True spirituality
Not sure if you've noticed, but I can sometimes be all about performance and doing things right.
So, for a long time, when I saw a Christian acting in a not-so-"spiritual" way like, for example, smoking I'd be shocked inside, although I always tried not to show it. I was so caught up in trying to be perfect and to be a good example of a Christian, I used to privately think of such people as the "not so committed" ones.
Of course, this was before I realised that my life is pretty messy and that one's struggles don't necessarily show on the outside: a person can be struggling to change and yet outwardly seem to be content with the status quo. There's nothing like falling flat on your face to kill a critical attitude and give you some much-needed compassion.
Still, this passage from Messy Spirituality really challenged me. Mike Yaconelli tells of the time he spoke at a conference:
I mentioned that a woman in my church whom I deeply respect and who is one of the most godly women I know smokes and sometimes uses colourful language. After the talk, I was made aware of a pastor in the audience who was outraged by what I'd said... After the conference, trying to understand what he was so upset about, I contacted him."How dare you tell the audience that 'one of the most godly women you know' smokes and uses the language of the world?" he said, quite heatedly.
"Because she is one of the most godly women I know, and she does happen to smoke and use 'colourful' language," I replied.
The conversation went on for a long time, and he was not impressed with my defence of this woman. Although he didn't use these words, what he was saying was clear: "Godly women do not smoke, nor do they use 'colourful' language! Full stop."
The idea that a person could be smoking, drinking, swearing (or whatever insert your own verb here) and still be godly sounded preposterous to me at first, too.

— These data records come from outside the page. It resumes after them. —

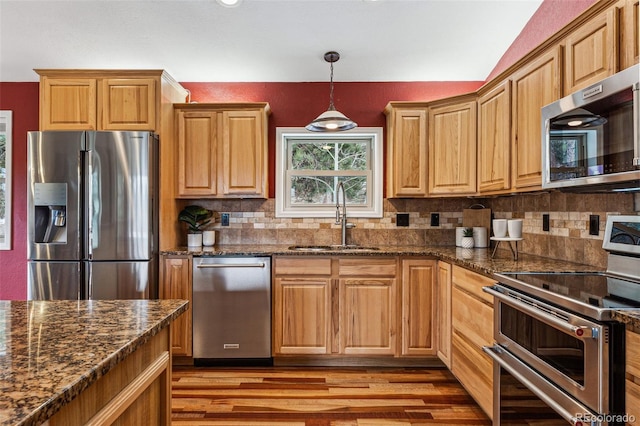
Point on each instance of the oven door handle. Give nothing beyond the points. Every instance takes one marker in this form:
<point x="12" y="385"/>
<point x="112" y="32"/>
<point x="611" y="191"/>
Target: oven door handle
<point x="578" y="331"/>
<point x="501" y="357"/>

But I know one person exactly like the lady Yaconelli is describing, except that he's a guy.
When my friend talks about God, I see passion. I see a desperate desire to hang on to God. You know that "God, I know You're real and whatever happens, I am not letting go of You, because I can't!" kind of feeling. I see a relationship with God that is messy and up-and-down, the way real relationships are. I see a continued commitment to work at that relationship and to do the best he can, which is really all any of us can do.
I'm telling you, my friend is the epitome of messy spirituality. Because of him, I know what Yaconelli is talking about. Because of him, I know what true godliness looks like: holding on even when you can't push on, when life just sucks so much no one could honestly blame you for throwing everything in and stomping out.
Sometimes, like Yaconelli says, 60% is 100% of all we have to give. "And God is there, in the middle of our 'meagre' 60 per cent, recognising the seeds of growth in what we're giving Him." Indeed.
Thank you, my friend. You are an example and an inspiration to me.